13.8.10

El camino del aprendizaje

Parece que darle nombre a las cosas es encorsetarlas en el límite de las palabras, que duran muy poco tiempo; y, además, cuando las pronunciamos se pierden rápido en el aire y nadie las atiende. Esto es lo paradójico para mí: los límites estrechan la existencia aunque los necesitamos consistentes –que no volátiles- para la crecer seguros. Es el pensar humano el que introduce un significado personal manchado de los prejuicios de quien está diciendo algo sobre algo. Es aquí donde encontramos otro límite interesante: el límite del contacto entre tú y yo. Es el lugar de la excitación de las emociones. Sólo en el contacto –o en su ausencia- donde nacen los pensamientos subjetivos que excitan lo gozoso y lo angustioso.

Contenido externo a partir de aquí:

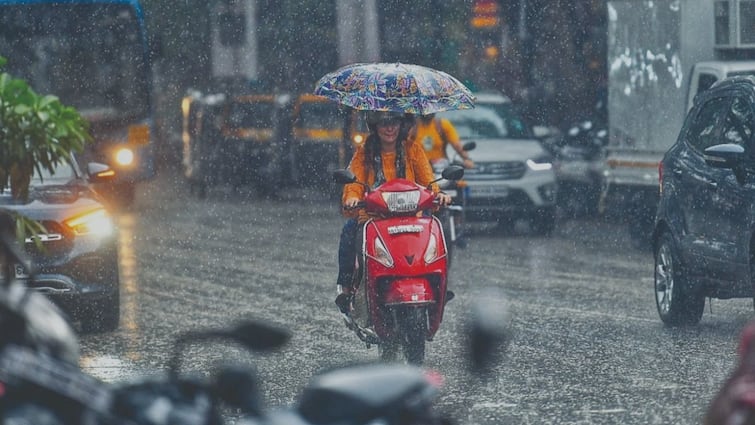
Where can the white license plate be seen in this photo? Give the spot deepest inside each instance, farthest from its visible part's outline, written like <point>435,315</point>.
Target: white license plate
<point>495,191</point>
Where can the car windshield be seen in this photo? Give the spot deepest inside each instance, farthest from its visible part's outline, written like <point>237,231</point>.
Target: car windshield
<point>484,122</point>
<point>63,173</point>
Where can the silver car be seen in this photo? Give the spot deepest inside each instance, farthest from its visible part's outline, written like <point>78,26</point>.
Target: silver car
<point>513,176</point>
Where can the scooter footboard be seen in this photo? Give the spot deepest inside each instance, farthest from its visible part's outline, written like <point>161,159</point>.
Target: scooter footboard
<point>411,290</point>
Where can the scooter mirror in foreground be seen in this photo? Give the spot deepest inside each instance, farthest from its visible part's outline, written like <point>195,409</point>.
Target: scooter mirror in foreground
<point>453,172</point>
<point>489,331</point>
<point>344,177</point>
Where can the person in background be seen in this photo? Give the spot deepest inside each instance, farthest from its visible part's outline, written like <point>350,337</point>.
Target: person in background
<point>435,134</point>
<point>389,152</point>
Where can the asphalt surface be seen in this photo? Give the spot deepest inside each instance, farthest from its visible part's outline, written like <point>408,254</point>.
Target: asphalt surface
<point>587,346</point>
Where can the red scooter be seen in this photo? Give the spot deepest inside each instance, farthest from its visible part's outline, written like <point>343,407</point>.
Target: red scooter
<point>400,283</point>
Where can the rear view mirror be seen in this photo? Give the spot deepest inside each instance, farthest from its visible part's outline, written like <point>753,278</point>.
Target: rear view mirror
<point>727,155</point>
<point>453,172</point>
<point>344,177</point>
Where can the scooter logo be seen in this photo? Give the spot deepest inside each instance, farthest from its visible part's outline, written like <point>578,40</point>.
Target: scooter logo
<point>427,143</point>
<point>404,228</point>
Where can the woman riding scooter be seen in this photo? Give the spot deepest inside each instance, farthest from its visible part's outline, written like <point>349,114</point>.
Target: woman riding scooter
<point>388,153</point>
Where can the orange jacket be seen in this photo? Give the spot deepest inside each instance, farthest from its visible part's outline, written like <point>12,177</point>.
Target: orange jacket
<point>418,169</point>
<point>433,141</point>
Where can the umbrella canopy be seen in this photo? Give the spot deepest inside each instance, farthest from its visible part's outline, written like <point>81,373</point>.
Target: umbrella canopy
<point>395,87</point>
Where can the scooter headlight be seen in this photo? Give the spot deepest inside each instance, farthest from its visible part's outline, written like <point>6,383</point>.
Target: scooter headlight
<point>402,201</point>
<point>431,252</point>
<point>382,255</point>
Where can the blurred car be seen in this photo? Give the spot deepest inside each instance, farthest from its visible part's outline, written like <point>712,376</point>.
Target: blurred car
<point>315,149</point>
<point>253,130</point>
<point>76,258</point>
<point>513,177</point>
<point>704,233</point>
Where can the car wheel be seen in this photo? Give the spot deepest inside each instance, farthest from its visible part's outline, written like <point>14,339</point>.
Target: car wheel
<point>544,222</point>
<point>104,316</point>
<point>677,303</point>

Y así construimos la realidad al ponerle nombre. La realidad adquiere significado cuando le damos una etiqueta con la que lo identificamos. Y entonces, si nos creemos lo que estamos pensando con las etiquetas que hemos puesto y los significados que le hemos atribuido, entonces pensamos que la realidad es lo que nosotros pensamos, no lo que es en realidad. Es por esto por lo que decimos que el mundo de ahí afuera es proyectado. Y entre lo que nosotros vemos y lo que en realidad es, está el humo del que hablábamos ayer.

Y es que me resulta inevitable: todos queremos que el mundo sea como nosotros queremos que sea. A partir de aquí, sufrimos por la frustración. O gozamos por la satisfacción. Si asumimos que ambas puedan presentarse en nuestro aquí y ahora, descontamos a priori gran parte del sufrimiento lógico de la frustración y nos ahorramos todo aquél que habríamos puesto por no aceptar lo negativo de nosotros mismos.

No podemos hacer las cosas de otro modo. La vida está hecha de acontecimientos personales que hemos afrontado lo mejor que hemos podido. Hacemos las cosas lo mejor que sabemos y que podemos en ese momento. Lo demás no importa.